Additional Resources: We will place additional materials including R scripts, data sets, tutorials, and errata at our github site
https://github.com/lchihara/MathStatsResamplingR.
Northfield MN
Laura M. Chihara
Seattle WA
Tim C. Hesterberg
April 2022
Note
1
Try googling “statistics sexy profession.”
1Data and Case Studies
Statistics is the art and science of collecting and analyzing data and understanding the nature of variability. Mathematics, especially probability, governs the underlying theory, but statistics is driven by applications to real problems.
In this chapter, we introduce several data sets that we will encounter throughout the text in the examples and exercises. These data sets are available in the R package resampledata3 or at the textbook website https://github.com/lchihara/MathStatsResamplingR.

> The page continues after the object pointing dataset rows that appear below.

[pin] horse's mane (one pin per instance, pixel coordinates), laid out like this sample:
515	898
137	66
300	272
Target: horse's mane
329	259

1.1 Case Study: Flight Delays
If you have ever traveled by air, you probably have experienced the frustration of flight delays. The Bureau of Transportation Statistics maintains data on all aspects of air travel, including flight delays at departure and arrival.1
LaGuardia Airport (LGA) is one of three major airports that serves the New York City metropolitan area. In 2008, over 23 million passengers and over 375 000 planes flew in or out of LGA. United Airlines and American Airlines are two major airlines that schedule services at LGA. The data set FlightDelays contains information on all 4029 departures of these two airlines from LGA during May and June 2009 (Tables 1.1 and 1.2).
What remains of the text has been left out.